Anyone with a sibling can identify with Ava as she writes about her conflicting feelings about Pip. She aches for her sister when she sees how sad and lonely she is. She also feels a little jealous of the extra attention her parents seem to give Pip in order to help her break out of her sadness and her crippling shyness with people outside the family. This conflict of feelings rises up in Ava when a new student in Pip’s class throws a party the same day as Pip’s birthday party. Ava is outraged on her sister’s behalf when, one by one, Pip’s friends cancel their plans with her in order to go to the other party. Because Ava is a writer she uses the written word to experiment with her own voice about the situation. She writes a fable about a “Queen Bea” for a school contest that only vaguely conceals the identity of the new student at the center of Pip’s current distress. The moral Ava gives to her story is: “There is no shortcut to true friendship.”
When Ava’s story is published along with some of the other story entries from the contest the student about whom Ava has written (Bea Bates) recognizes herself in Ava’s story and confronts her about it. The events which follow are the reason Ava and Pip is so much more than a clichéd story about friendship and sibling relationships.

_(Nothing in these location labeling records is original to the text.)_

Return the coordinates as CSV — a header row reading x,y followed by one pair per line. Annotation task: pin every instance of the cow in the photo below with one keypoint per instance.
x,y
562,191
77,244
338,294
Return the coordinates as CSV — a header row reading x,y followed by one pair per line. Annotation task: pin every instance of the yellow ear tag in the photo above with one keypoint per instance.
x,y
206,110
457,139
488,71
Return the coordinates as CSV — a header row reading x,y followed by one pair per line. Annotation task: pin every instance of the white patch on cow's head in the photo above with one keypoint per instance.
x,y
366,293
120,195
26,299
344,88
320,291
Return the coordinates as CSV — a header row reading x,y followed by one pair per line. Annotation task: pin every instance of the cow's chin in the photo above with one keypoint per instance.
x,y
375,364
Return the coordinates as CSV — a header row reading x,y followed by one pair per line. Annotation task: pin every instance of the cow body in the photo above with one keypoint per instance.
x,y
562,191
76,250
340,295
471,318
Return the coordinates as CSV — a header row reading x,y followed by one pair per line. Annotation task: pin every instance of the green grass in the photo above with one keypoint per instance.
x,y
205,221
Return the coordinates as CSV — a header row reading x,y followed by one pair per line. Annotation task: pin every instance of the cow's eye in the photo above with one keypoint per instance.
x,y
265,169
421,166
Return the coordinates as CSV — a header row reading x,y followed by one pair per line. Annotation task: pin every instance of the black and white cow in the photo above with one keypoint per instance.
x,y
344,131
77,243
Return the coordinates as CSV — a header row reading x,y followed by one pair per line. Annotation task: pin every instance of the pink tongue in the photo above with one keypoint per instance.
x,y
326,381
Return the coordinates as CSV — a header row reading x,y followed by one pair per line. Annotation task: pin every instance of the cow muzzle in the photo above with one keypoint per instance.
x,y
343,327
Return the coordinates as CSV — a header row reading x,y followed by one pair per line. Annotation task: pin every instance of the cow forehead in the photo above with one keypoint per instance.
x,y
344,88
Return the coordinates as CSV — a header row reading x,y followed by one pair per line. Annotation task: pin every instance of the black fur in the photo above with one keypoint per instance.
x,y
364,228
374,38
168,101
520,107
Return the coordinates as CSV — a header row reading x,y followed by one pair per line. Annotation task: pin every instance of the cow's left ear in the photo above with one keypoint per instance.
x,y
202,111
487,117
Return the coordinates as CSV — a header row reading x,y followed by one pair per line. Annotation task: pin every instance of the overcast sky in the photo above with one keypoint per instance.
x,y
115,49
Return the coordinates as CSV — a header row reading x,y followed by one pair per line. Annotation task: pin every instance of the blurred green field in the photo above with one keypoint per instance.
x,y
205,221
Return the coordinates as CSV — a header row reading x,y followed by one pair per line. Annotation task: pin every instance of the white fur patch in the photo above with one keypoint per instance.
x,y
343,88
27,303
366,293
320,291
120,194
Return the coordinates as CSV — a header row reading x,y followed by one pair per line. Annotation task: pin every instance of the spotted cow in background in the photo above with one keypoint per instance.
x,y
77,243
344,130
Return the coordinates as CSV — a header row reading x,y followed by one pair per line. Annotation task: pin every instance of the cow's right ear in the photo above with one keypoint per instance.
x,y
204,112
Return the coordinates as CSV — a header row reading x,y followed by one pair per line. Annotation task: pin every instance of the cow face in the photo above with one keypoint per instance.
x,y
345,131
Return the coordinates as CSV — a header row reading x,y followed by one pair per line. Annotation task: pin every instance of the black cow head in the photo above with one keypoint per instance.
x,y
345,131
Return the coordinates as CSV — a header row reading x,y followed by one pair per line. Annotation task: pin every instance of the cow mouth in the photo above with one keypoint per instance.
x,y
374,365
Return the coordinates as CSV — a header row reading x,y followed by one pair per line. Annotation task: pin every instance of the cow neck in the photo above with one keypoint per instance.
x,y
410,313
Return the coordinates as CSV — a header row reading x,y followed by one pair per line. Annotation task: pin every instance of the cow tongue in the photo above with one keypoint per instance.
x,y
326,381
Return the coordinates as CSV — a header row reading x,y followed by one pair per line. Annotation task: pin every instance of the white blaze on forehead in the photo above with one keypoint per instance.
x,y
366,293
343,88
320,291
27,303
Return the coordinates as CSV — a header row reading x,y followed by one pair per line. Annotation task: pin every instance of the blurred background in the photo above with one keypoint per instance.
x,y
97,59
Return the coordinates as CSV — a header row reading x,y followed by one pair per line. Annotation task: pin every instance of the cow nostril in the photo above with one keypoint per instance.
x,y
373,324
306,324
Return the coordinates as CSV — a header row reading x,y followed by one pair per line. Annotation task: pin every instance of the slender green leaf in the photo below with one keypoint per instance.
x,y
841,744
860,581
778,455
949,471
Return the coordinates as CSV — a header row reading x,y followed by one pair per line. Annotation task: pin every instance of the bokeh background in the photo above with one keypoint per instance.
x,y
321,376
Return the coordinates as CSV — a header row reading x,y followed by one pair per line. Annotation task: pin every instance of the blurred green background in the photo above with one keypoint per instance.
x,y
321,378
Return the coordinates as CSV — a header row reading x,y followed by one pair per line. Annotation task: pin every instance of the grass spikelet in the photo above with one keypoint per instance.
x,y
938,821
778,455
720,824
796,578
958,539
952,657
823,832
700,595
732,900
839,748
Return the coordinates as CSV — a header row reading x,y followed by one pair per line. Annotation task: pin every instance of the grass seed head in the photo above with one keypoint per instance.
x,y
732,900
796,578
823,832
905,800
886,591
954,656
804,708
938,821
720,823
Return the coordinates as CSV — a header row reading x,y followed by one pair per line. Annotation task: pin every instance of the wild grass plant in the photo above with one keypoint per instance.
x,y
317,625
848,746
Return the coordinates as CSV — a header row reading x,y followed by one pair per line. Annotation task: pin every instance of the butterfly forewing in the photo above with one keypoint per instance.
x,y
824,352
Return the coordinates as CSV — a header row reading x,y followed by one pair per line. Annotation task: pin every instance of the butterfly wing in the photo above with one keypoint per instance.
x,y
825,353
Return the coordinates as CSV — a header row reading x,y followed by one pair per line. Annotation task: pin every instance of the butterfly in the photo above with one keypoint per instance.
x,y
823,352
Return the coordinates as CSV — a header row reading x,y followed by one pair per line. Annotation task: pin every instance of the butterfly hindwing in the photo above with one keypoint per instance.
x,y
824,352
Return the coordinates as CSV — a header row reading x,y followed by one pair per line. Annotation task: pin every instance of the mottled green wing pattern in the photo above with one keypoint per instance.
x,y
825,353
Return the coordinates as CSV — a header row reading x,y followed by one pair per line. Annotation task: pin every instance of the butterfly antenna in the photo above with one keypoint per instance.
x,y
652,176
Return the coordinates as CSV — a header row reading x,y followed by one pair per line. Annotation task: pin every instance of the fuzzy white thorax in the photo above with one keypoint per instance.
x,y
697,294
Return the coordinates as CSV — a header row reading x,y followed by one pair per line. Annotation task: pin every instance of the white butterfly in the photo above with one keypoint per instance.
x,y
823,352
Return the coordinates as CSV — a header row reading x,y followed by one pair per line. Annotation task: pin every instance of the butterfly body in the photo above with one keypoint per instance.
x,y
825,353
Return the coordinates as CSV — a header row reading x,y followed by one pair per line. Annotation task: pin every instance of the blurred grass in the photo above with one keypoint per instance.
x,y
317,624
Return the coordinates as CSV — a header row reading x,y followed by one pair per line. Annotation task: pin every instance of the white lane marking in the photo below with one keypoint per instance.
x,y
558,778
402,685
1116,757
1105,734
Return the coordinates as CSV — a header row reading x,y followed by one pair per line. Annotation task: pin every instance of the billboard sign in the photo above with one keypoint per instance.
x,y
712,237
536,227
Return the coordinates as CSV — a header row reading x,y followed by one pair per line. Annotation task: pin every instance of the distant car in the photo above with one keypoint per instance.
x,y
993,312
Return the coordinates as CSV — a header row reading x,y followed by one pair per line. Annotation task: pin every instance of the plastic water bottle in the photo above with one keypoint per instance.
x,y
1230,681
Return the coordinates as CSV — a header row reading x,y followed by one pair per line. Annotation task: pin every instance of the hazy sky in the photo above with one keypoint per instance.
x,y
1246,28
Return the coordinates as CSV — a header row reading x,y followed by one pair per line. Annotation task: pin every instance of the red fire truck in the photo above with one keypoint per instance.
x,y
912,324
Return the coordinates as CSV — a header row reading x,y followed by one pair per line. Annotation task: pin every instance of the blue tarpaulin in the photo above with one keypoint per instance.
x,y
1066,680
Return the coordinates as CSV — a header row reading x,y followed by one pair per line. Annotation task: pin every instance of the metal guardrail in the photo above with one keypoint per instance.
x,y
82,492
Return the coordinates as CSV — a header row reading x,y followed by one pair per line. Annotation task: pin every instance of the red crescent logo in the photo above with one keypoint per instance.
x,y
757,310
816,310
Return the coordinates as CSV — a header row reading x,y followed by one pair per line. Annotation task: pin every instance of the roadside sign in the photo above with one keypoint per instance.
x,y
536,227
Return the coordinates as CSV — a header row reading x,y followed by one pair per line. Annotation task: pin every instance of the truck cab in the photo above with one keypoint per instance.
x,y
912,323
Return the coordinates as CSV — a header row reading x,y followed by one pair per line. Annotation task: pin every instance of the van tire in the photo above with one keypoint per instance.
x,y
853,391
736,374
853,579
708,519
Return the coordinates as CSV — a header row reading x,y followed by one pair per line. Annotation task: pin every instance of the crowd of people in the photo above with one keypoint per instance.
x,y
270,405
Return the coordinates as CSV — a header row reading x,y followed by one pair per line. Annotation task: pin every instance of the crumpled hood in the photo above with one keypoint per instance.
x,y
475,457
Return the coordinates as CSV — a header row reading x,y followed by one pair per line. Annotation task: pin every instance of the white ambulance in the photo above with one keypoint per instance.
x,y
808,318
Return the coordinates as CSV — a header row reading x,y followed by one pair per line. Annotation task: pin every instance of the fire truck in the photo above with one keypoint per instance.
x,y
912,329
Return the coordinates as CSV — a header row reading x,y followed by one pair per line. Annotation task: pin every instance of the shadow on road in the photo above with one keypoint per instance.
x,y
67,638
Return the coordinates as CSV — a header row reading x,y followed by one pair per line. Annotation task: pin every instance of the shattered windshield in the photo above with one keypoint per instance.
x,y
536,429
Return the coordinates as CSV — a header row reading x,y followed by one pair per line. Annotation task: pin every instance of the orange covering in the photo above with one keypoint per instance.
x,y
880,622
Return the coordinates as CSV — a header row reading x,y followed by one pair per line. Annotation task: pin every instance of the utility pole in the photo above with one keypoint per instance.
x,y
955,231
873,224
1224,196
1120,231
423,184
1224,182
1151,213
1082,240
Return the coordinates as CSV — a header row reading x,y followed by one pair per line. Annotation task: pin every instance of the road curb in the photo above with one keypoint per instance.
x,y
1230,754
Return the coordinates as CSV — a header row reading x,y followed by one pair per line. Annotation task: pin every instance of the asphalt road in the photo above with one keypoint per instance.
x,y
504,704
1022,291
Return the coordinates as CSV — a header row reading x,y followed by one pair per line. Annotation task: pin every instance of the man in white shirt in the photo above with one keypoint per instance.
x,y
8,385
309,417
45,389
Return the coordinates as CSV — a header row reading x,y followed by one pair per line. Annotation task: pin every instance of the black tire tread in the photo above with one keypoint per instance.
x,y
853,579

Through both Bea and Ava’s actions young readers get a realistic–albeit contained– look at both the basic elements of relational bullying AND respectfully assertive behavior appropriate to the situation. Ava has the opportunity to discover the true power of words and language to both hurt AND lift up others. This leads to an awareness of the responsibility that comes with using language in addition to the delights of wordplay and self-expression.
Ava and Pip is a terrific choice among the Lovelace nominees this year as a read-aloud at home or in the classroom, as well a fairly quick and easy independent read. The language, story and sentence structure are all uncomplicated and easily processed by the young readers while the multi-layered plot and opportunities for complex wordplay interwoven throughout the story offer appropriate challenges for older elementary school readers. Classroom teachers will find ample opportunities within the story for springboards to language/wordplay activities and concepts as well as the starting point for discussions about classroom norms and interpersonal behavior. This one is a winner for a multitude of reasons!